No one disputes Zhang Wuben's talents as a salesman. Through television shows, DVDs and a best-selling book, he convinced millions of people that raw eggplant and immense quantities of mung beans could cure lupus, diabetes, depression and cancer.Alas, gobbling mung beans by the bucket-load apparently wasn't claimed to remove inconveniences such as mortality.
The Times goes on to note that -
For $450, seriously ill patients could buy a 10-minute consultation and a prescription — except Mr. Zhang, one of the most popular practitioners of traditional Chinese medicine, was booked through 2012.
But when the price of mung beans skyrocketed this spring, Chinese journalists began digging deeper. They learned that contrary to his claims, Mr. Zhang, 47, was not from a long line of doctors (his father was a weaver). Nor did he earn a degree from Beijing Medical University (his only formal education, it turned out, was the brief correspondence course he took after losing his job at a textile mill).

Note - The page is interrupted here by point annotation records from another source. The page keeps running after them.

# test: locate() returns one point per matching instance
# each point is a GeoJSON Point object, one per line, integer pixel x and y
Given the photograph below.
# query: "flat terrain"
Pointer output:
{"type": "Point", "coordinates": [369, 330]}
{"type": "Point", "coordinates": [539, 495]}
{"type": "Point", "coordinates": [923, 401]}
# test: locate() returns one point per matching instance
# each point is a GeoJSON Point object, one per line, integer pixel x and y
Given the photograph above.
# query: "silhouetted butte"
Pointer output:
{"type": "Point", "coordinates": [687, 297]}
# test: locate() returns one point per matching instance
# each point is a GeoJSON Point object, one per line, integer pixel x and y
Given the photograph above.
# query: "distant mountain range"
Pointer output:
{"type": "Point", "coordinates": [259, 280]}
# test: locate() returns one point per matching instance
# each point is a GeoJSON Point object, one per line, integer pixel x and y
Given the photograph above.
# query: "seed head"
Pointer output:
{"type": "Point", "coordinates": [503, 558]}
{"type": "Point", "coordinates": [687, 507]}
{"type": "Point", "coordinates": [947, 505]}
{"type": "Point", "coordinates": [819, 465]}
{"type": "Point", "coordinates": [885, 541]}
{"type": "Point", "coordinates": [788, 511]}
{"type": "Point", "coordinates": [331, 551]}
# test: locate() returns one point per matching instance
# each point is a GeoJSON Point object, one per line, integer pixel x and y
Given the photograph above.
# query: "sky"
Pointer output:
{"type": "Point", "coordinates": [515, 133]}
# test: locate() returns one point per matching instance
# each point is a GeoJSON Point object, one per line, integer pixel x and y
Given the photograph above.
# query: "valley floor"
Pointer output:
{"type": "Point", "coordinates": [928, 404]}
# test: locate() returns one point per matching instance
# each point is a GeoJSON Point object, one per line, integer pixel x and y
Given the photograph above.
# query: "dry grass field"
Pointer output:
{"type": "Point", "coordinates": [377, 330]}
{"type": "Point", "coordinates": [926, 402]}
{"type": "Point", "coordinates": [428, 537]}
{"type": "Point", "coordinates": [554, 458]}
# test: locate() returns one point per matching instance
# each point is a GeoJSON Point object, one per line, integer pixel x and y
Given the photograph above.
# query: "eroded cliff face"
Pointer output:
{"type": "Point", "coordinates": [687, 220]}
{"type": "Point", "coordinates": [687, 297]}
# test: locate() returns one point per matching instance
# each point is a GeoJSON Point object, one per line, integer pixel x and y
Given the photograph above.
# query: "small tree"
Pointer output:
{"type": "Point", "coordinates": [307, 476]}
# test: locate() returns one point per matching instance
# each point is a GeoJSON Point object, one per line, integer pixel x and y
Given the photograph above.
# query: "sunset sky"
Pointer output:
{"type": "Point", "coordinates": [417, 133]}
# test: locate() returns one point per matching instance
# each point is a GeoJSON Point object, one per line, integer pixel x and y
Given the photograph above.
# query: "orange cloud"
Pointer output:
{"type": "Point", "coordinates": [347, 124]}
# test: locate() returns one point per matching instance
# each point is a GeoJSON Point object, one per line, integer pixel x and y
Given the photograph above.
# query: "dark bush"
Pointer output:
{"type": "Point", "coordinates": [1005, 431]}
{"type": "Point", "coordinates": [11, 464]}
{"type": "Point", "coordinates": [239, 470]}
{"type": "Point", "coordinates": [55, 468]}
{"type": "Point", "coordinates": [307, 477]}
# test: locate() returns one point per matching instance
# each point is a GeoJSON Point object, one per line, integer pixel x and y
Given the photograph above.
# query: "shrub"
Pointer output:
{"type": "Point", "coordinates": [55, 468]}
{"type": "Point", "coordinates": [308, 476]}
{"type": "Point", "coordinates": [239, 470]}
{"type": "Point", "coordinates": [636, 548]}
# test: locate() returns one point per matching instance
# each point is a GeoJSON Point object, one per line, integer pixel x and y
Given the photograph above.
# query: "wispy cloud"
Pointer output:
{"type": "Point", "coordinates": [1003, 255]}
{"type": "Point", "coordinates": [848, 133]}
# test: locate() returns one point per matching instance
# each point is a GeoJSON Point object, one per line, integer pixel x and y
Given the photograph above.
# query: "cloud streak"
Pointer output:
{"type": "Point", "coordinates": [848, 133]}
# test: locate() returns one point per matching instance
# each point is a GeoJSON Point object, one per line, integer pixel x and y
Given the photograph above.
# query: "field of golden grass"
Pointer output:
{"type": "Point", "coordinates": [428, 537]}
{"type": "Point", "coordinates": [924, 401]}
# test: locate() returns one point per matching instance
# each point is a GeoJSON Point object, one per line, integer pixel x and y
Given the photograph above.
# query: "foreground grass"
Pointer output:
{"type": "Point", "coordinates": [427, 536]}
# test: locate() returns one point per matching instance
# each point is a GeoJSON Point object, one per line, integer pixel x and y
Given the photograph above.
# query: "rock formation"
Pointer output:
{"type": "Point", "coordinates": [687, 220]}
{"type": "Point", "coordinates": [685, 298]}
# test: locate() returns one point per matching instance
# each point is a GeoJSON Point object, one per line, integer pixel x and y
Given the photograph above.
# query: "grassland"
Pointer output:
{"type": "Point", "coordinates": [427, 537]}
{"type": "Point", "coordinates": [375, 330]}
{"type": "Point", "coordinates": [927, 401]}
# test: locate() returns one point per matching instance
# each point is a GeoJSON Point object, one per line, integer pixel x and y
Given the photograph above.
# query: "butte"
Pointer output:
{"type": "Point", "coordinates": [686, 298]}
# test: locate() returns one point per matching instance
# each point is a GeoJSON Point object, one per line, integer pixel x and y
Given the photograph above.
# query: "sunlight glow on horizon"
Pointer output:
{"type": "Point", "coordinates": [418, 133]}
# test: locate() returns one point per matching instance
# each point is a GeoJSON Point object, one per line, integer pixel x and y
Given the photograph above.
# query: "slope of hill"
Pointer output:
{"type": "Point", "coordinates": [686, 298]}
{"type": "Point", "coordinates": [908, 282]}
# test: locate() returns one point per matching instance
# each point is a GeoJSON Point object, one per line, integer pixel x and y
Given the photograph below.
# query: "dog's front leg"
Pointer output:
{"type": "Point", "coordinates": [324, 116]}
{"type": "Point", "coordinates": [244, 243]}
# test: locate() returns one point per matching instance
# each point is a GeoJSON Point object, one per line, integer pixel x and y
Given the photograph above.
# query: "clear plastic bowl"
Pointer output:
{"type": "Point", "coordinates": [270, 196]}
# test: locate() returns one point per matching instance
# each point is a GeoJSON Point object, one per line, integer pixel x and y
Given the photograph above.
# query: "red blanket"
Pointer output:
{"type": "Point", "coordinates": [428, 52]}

The exposure of Mr. Zhang’s faked credentials provoked a fresh round of hand-wringing over what many scholars and Chinese complain are the dishonest practices that permeate society, including students who cheat on college entrance exams, scholars who promote fake or unoriginal research, and dairy companies that sell poisoned milk to infants.
The most recent string of revelations has been bracing. After a plane crash in August killed 42 people in northeast China, officials discovered that 100 pilots who worked for the airline’s parent company had falsified their flying histories. Then there was the padded résumé of Tang Jun, the millionaire former head of Microsoft China and something of a national hero, who falsely claimed to have received a doctorate from the California Institute of Technology.